The couple does not miss a beat, the acrid banter batted back and forth like a tennis ball in play.
Their sex life enters into the conversation, which carries way too much information. I know that it's only a matter of time before my expertise, the advice of a total stranger, is brought into play.
My Venus' flytrap is stirring.
The woman is the first to seek my wisdom. ''Whaddya think of this guy?'' she asks, poking her thumb over her shoulder.
''Mind your own business,'' the man cautions me, pointing a finger in my direction.
''Don't tell him what to do,'' she responds. Now she's pointing at him.
''You're defending a guy you don't even know,'' he says.
''He's nicer than you are,'' she counters.
YIELD TO TEMPTATION
The couple has several more exchanges. Their fingers slash like dueling foils, dotting the I's and crossing the T's, driving home their exclamation points.
I have not said a word.
They both look at me. The woman says, ``Well?''
Well? Well, it's not my fault, I think. It's akin to putting chocolate in front of a chocoholic.

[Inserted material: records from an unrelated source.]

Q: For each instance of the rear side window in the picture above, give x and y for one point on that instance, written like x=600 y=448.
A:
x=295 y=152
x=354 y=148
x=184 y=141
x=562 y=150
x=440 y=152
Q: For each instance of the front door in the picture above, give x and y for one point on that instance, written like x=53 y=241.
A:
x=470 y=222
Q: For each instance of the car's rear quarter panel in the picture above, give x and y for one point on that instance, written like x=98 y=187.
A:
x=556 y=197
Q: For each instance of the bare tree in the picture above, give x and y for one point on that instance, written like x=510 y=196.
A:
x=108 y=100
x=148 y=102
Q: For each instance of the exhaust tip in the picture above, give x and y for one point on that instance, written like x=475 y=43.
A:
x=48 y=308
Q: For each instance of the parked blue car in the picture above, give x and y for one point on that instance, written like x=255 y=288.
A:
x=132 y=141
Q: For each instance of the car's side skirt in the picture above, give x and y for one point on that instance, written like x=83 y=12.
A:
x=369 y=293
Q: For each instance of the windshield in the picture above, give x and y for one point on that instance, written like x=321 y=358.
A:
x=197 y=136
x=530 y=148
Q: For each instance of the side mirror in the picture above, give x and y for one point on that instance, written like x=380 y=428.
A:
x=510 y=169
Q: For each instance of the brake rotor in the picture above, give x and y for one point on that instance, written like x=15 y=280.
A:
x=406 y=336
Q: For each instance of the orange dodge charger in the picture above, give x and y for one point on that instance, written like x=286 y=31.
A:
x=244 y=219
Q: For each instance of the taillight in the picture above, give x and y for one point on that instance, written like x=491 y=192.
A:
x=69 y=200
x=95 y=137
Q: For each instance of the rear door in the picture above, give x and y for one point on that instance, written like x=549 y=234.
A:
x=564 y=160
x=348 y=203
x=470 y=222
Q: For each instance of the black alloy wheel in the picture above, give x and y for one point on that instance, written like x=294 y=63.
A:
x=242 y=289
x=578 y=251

I babble a minced portion of platitudes and adages that cumulatively make little sense and offer, ``Love is a many-splendored thing, as long as the heart is pure and you don't forget the flowers.''
They look at me, finish their beers and leave without a thank you, spewing a trail of expletives at each other, and me, in their wake.

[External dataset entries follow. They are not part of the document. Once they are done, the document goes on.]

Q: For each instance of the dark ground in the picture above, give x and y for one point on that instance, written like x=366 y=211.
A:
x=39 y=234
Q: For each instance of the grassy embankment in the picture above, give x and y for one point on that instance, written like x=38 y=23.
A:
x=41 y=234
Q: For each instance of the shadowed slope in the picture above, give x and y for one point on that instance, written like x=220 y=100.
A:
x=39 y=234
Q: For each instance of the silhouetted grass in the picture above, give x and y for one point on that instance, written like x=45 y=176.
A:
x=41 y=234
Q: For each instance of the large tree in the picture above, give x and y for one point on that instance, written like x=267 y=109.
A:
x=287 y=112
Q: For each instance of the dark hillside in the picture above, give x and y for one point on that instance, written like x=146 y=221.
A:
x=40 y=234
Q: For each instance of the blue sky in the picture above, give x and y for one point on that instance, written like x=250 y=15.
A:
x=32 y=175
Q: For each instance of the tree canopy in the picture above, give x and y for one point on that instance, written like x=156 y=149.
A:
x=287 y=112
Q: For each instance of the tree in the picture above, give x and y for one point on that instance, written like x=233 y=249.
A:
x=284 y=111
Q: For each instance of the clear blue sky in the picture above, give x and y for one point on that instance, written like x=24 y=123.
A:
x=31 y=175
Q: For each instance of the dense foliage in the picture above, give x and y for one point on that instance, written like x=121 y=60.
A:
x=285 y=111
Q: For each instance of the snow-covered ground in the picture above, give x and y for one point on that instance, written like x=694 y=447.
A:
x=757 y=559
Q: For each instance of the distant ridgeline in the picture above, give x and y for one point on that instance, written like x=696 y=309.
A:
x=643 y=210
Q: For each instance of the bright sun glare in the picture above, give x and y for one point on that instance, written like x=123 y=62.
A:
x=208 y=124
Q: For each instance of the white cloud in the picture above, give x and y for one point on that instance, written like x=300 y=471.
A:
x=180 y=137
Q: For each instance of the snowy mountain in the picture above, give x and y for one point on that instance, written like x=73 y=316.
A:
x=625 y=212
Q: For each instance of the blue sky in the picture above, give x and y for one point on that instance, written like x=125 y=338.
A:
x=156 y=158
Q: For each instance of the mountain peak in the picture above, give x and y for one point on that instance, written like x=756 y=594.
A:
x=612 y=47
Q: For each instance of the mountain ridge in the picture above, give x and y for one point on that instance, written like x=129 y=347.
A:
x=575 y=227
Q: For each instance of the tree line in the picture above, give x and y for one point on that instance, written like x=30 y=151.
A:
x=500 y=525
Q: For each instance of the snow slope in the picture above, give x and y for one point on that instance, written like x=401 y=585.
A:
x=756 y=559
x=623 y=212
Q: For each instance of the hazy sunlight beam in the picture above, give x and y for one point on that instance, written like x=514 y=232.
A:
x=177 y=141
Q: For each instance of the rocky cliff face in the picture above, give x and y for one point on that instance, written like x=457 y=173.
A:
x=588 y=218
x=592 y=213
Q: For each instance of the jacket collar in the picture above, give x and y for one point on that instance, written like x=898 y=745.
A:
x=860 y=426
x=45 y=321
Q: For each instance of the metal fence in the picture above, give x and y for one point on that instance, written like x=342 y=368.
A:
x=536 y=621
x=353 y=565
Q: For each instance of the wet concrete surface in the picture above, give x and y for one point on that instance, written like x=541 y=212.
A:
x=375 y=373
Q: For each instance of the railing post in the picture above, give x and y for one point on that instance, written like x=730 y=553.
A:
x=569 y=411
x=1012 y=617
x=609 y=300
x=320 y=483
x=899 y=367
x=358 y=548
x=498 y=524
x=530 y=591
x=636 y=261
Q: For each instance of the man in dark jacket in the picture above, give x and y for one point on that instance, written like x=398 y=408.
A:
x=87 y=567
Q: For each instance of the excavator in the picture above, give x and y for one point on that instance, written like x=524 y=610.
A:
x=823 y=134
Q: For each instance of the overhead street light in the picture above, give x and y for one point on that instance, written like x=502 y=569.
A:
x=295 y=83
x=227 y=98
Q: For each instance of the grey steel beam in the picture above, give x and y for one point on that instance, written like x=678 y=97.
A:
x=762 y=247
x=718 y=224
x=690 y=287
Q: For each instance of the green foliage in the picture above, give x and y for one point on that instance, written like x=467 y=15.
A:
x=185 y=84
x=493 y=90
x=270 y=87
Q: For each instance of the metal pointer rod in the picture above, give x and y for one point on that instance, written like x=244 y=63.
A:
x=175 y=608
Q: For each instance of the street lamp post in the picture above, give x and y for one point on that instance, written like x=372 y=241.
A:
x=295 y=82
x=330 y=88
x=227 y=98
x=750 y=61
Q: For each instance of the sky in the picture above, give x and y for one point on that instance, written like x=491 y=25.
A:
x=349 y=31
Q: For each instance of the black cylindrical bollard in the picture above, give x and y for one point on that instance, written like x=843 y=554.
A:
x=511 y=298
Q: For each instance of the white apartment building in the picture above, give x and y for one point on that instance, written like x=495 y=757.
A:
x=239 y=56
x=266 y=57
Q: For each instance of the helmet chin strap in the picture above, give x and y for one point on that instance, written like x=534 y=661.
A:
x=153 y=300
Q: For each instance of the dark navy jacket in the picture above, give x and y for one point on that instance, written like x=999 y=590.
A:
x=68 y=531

The crowd on Duval Street is thin, the late afternoon heat and humidity packing a one-two combination that has sent people in search of air conditioning and swimming pools.
HIGH HORSE ON HEELS
A man walks by, looks at the recently vacated stools next to me and asks, ``Anyone sitting here?''
I point toward the seats, ``Not any more.''
He nods, pulls up one of the stools and waves to the bearded Hemingway look-alike who is tending bar and signals for a beer.

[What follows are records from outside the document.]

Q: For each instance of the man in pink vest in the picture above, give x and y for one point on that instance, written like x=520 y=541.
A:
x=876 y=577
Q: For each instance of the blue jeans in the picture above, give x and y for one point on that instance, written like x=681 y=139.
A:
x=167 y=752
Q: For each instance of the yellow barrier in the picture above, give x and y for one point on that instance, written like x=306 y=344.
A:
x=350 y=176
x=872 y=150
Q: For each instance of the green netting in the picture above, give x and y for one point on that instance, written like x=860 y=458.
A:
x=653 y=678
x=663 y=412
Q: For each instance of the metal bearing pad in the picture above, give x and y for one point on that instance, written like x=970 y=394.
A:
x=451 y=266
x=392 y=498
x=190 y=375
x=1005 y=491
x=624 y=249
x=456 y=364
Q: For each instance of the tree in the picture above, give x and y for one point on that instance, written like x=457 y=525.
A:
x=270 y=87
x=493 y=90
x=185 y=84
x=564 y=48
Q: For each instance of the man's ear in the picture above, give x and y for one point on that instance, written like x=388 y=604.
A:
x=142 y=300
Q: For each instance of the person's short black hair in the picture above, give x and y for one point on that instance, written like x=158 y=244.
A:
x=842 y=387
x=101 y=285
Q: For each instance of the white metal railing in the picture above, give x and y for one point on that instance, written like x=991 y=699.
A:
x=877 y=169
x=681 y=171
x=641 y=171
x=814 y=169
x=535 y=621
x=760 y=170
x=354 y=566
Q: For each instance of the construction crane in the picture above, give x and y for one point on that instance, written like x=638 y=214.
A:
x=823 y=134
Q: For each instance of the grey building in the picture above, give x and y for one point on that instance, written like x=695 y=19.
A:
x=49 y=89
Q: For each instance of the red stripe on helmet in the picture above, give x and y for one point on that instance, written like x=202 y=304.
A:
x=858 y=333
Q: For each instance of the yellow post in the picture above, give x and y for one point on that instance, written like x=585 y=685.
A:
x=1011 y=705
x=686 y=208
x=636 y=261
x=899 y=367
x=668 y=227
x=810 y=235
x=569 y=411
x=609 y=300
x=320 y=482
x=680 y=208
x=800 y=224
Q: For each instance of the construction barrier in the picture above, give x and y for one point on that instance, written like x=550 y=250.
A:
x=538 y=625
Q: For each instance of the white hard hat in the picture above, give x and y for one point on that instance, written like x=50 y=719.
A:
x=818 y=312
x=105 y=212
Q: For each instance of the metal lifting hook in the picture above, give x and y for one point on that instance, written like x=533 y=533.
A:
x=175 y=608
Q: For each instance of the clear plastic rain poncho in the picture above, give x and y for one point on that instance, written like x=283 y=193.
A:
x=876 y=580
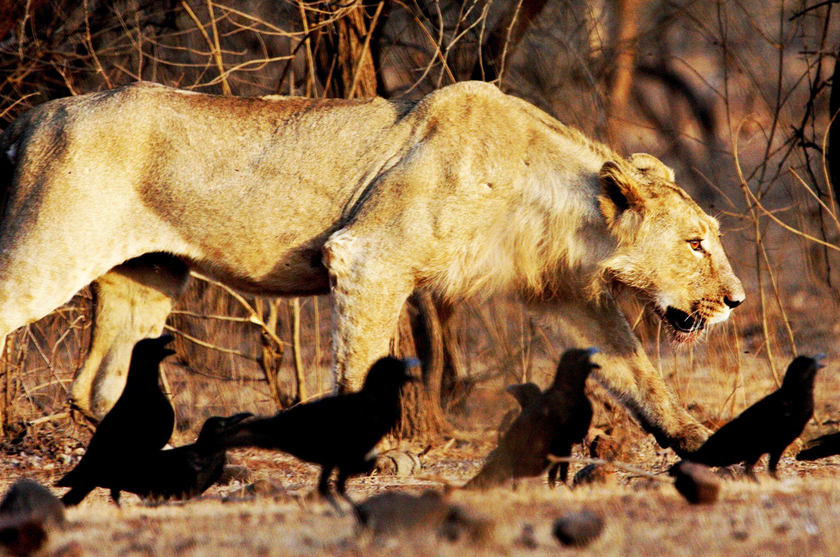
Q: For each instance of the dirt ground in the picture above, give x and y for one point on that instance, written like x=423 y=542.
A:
x=798 y=515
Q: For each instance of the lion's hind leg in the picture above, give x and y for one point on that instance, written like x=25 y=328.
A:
x=131 y=302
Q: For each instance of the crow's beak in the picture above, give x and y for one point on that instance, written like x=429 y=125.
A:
x=236 y=418
x=413 y=362
x=819 y=358
x=165 y=339
x=410 y=363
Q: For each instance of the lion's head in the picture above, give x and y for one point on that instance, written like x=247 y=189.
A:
x=668 y=249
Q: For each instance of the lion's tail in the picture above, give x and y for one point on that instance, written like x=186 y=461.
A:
x=9 y=146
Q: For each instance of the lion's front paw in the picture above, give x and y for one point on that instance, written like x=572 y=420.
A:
x=690 y=439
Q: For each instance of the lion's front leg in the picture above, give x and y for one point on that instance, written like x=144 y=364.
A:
x=627 y=373
x=369 y=289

The man is tall, his blond hair cut short in a Marine buzz-cut style, and he's wearing a tropical-print shirt, khaki pants and spike-heeled designer shoes studded with rhinestones. I take a long appraising look at his footwear, thinking they are Manolo Blahniks or Prada, and try hard not to comment. Instead, I keep my mouth shut and shake my head.
But my Venus' flytrap is awake and opening its maw.
The man gets an instant attitude, probably thinking that I am making a silent wisecrack about a guy wearing high-heeled shoes.
''What's the problem?'' he demands, sounding nasty.
''Rhinestones. Before sunset?'' I say, arching my brow.
He looks down at his shoes and scrunches his face into a near scowl, but he does not disagree with me. He, too, finishes his beer and leaves.
What's the use? I'll never learn. The Venus' flytrap is always hungry.